A year ago, the star financial analyst -- who shot to fame when she predicted the 2008 financial crisis -- set off a stampede when she said that investors in municipal bonds were headed for trouble. Budget problems in cities and states, she told ’60 Minutes,’ would lead to ’50 to 100 sizeable defaults. More. This will amount to hundreds of billions of dollars’ worth of defaults.’
The time frame she gave: ‘It’ll be something to worry about within the next 12 months.’
Her prediction was scoffed at by municipal experts, who noted that Whitney had little expertise in municipal finances, but the call still led investors to pile out of municipal bonds, terrifying municipalities.
Now that Whitney’s 12 months are up, it is not surprising that analysts are holding Whitney to account with more than a hint of schadenfreude.
There were indeed two big defaults -- Harrisburg, Pa., and Jefferson County, Miss. -- but after that the list falls off. A few of the headlines that greeted the anniversary: Meredith Whitney Still Dead Wrong on Munis, Happy First Birthday, Terrible Meredith Whitney Call and Not Only Was Meredith Wrong....
Bloomberg has noted that investors who ignored Whitney’s call could have made millions investing in municipal bonds, which turned out to be one of the year’s best investments.
Whitney has been quiet in these anniversary events, but in the middle of the year she argued on CNBC that while the defaults might not happen this year, it is only a matter of time.

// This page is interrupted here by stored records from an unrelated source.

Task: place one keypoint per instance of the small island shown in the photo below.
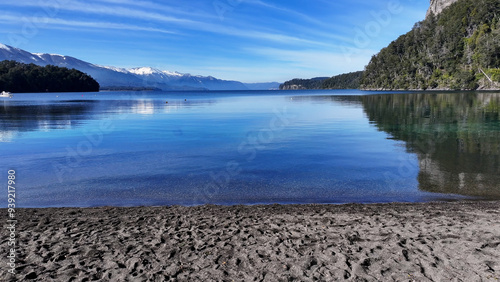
(29, 78)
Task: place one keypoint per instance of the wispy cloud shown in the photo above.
(56, 22)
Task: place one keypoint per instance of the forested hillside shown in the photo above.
(343, 81)
(457, 49)
(30, 78)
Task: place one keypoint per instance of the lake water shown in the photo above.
(134, 148)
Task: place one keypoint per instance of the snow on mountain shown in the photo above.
(111, 76)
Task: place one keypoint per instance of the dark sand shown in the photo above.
(389, 242)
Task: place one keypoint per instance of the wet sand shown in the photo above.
(382, 242)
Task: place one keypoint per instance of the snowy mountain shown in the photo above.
(118, 77)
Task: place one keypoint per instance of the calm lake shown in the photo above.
(261, 147)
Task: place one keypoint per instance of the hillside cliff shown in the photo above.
(457, 49)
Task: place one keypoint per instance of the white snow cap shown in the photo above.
(149, 71)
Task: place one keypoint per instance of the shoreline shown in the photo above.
(399, 241)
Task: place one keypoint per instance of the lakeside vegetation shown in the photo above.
(453, 50)
(343, 81)
(30, 78)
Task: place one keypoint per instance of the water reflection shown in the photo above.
(456, 137)
(22, 116)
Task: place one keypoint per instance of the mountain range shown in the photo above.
(109, 77)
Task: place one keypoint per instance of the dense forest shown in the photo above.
(453, 50)
(297, 83)
(23, 78)
(343, 81)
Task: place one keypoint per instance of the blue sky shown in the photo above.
(245, 40)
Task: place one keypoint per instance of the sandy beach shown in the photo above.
(457, 241)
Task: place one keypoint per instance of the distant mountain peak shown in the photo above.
(109, 76)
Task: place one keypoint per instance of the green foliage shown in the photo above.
(343, 81)
(444, 51)
(313, 83)
(23, 78)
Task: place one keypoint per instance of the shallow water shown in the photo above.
(133, 148)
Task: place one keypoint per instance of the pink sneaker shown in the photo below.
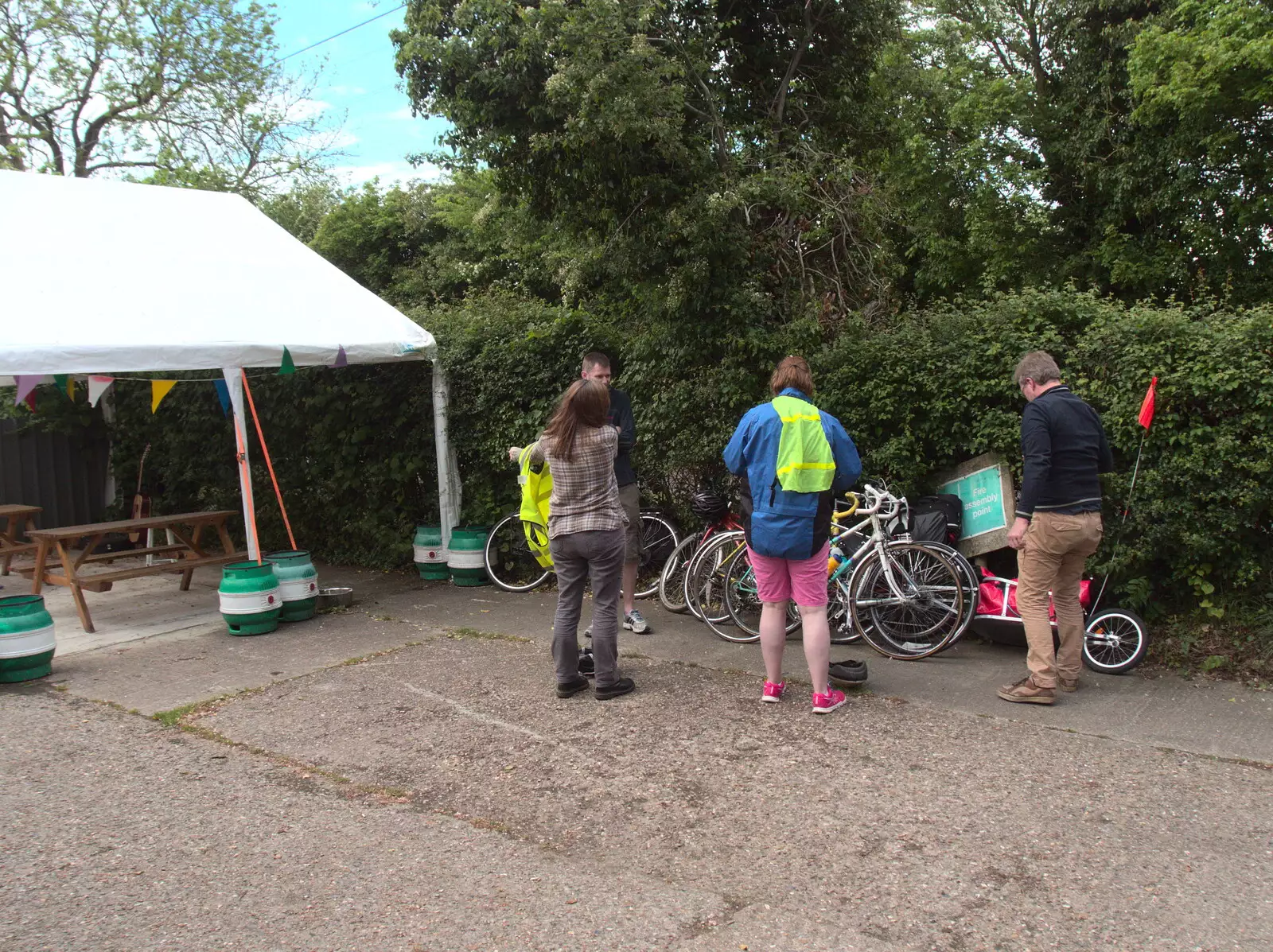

‘I can’t believe I’m the only person talking about it,’ she said.
But John Moussea, a municipal analyst at Cumberland Advisors, wrote in a note to clients this week that municipal finances have actually improved over the last year, making more defaults less likely:
State governments recently finished the seventh consecutive quarter of rising tax receipts. This followed five straight quarters of declines from the fall of 2008 through the end of 2009. To be sure, many states and cities are still struggling to rein in rising pension costs, as well as dealing with the loss of federal dollars. But many states have made deep cuts in expenses and, in most cases, budget gaps have been closed without reliance on one-time solutions.
Rather than gloating, Moussea closes on a note of holiday cheer, saying that municipal bonds have ‘made the long trip back from the despair of a year ago. And for that we are thankful.’